# First time out on my £10 ebay bike.



## BMR (18 Sep 2008)

Hi as some of you know I bought an Apollo Outrage off ebay for £10 not had any use since new 2 years ago. As the tyres were flat when I bought it I was going to change the tubes but after blowing them up tp 40psi (which it says on the tyre sidewall, is this not a little low for road use?) I had to take a customers car back for her (I run a car repair business) so I undid the quick release on the front wheel, pulled out the seat and stem and loaded it into her hatchback. When I dropped the car off I built the bike up, put my cycling jacket and mac tools red/black padded work gloves on (remember I repair cars), posted her keys and invoice through her letter box and set off. I had decided not to use the roads, so down a grassy stepped footpath onto a loose gravel track quite steep (supprised myself I didnt come off) over a railway bridge the along the canal tow path back to my workshop. Stopped a couple of times at locks to chat with narrow boat people. Time taken 1 hour, distance 5 mile. I personaly dont think that was too bad considering my chats were included in the time and I was rather careful on the tow path as I cant swim. Now I cant wait to get back out again.


----------



## summerdays (19 Sep 2008)

Its nice how when you are out on the bike how you can stop and talk with folk you meet.


----------



## mr Mag00 (19 Sep 2008)

you claiming that bike back on the business?
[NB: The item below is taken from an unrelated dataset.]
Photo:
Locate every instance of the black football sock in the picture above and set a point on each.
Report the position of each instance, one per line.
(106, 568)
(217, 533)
i always talk to ppl i meet on the mtb esp the dogs who starting barking and end up licking my hands


----------



## BMR (19 Sep 2008)

Yes I am trying to get Mr Brown to give me some tax back being as I am doing what he wants me to do (FAT CHANCE OF THAT) I have talked my daughter into going on a 20 mile canal path ride with me in a few weeks time starting at Langley Mill where my workshop is along the Erewash Canal to Trent Lock, have a drink there (2 nice pubs) then along the Beeston Canal through Attenborough Nature Reserve to meet the wife at Castle Boulevard retail park where we can load the bikes up and get transported home. Will take some pics and tell you how many times I come off when I have done it.


----------



## Trillian (20 Sep 2008)

in answer to your tyre pressure question, 40psi is above average for inflation rate.
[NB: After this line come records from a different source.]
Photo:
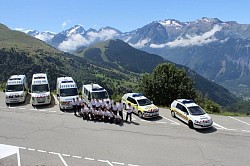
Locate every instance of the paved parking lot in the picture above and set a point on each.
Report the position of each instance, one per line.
(46, 136)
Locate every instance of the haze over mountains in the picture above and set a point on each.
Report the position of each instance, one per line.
(215, 49)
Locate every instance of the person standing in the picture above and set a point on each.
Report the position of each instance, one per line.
(74, 106)
(129, 112)
(120, 108)
(78, 105)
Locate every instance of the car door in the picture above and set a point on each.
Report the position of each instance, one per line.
(133, 104)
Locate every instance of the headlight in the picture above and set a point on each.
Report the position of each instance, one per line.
(197, 122)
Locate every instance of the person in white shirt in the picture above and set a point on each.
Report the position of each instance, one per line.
(78, 105)
(129, 110)
(114, 108)
(74, 105)
(97, 104)
(120, 109)
(92, 102)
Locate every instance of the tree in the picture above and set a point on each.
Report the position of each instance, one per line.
(167, 83)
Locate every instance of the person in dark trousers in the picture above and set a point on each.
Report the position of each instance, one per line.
(120, 108)
(129, 110)
(74, 106)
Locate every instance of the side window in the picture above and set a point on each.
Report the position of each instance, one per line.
(131, 100)
(184, 110)
(179, 106)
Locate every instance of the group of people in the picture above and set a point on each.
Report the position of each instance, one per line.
(106, 110)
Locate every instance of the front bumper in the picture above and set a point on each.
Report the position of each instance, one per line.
(203, 126)
(150, 114)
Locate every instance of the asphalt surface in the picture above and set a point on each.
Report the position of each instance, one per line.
(46, 136)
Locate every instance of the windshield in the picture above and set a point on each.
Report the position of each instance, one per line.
(196, 110)
(144, 102)
(14, 88)
(40, 88)
(100, 95)
(68, 92)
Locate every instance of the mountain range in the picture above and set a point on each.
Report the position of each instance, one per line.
(213, 48)
(113, 63)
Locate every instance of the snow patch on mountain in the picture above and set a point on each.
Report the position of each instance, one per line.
(191, 40)
(141, 43)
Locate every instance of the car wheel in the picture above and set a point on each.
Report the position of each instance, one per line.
(190, 124)
(173, 114)
(140, 114)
As I ride a singlespeed I put my tyres to about 50 so they're very hard for road riding to the off road trails, i then drop them to about a min of 35 depending on terrain, sandy i'll keep them higher, gravel i'll drop to 35 and about 40 for all round use. 
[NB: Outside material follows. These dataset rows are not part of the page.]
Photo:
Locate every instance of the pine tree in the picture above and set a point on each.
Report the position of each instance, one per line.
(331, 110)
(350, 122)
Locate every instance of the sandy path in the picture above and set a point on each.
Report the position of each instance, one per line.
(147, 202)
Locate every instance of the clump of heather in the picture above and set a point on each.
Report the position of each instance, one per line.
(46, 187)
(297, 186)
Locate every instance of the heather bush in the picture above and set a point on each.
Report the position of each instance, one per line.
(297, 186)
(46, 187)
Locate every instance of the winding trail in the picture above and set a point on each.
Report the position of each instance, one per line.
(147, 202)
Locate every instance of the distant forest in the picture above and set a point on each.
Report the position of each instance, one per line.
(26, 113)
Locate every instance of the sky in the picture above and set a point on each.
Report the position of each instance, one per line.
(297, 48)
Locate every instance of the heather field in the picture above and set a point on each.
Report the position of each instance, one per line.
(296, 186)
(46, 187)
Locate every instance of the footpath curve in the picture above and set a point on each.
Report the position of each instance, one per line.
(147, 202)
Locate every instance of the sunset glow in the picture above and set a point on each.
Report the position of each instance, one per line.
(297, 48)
remember a mountain bike tyre grips by flexing round the terrain and thus it needs to be able to distort / flatten a bit in contact with the ground.

it does vary from tyre to tyre tho.


----------



## BMR (20 Sep 2008)

Thanks Trillian the info is appreciated mind you with my weight I can flatten an over inflated MTB tyre so it grips.


----------



## RedBike (21 Sep 2008)

> I have talked my daughter into going on a 20 mile canal path ride with me in a few weeks time



Take plenty of inner tubes. There's often loads of hawthorn hedges beside the canals.


----------



## Trillian (22 Sep 2008)

my rule of thumb is to ride slowly up a kerb, if the tyre deforms to the point of possibly banging the rim if you were riding quicker then a bit more air would be good

the doorway of my flat works brilliantly 

should be a slight distortion of the tyre


----------



## BMR (22 Sep 2008)

Thanks for the pointers guys, cheers


----------



## snakehips (18 Oct 2008)

A tenner , excellent , hope it gives you a lot of good service.

I got a kids bike for a quid on ebay a couple of years ago (nobody else bid) and it's given a lot of pleasure to some young people already and still going strong


Snake


----------



## BMR (18 Oct 2008)

You know I have 3 bikes all of them off ebay all mountain bikes, one £38, next £10 (like new) and my new plaything a Shockwave XT950 which was brand new, bought as a present for a guy who was too small to ride it, I now it had never been ridden as the discs were unmarked £80. I know these have a bad name amongst some riders but I am sure its not the bikes fault but the assemblers at H-l-f-r-ds as the cones were not adjusted, the gears were not adjusted and the handlebars loose. All fixed, plus ratchet shifters and I have a very useable MTB.


----------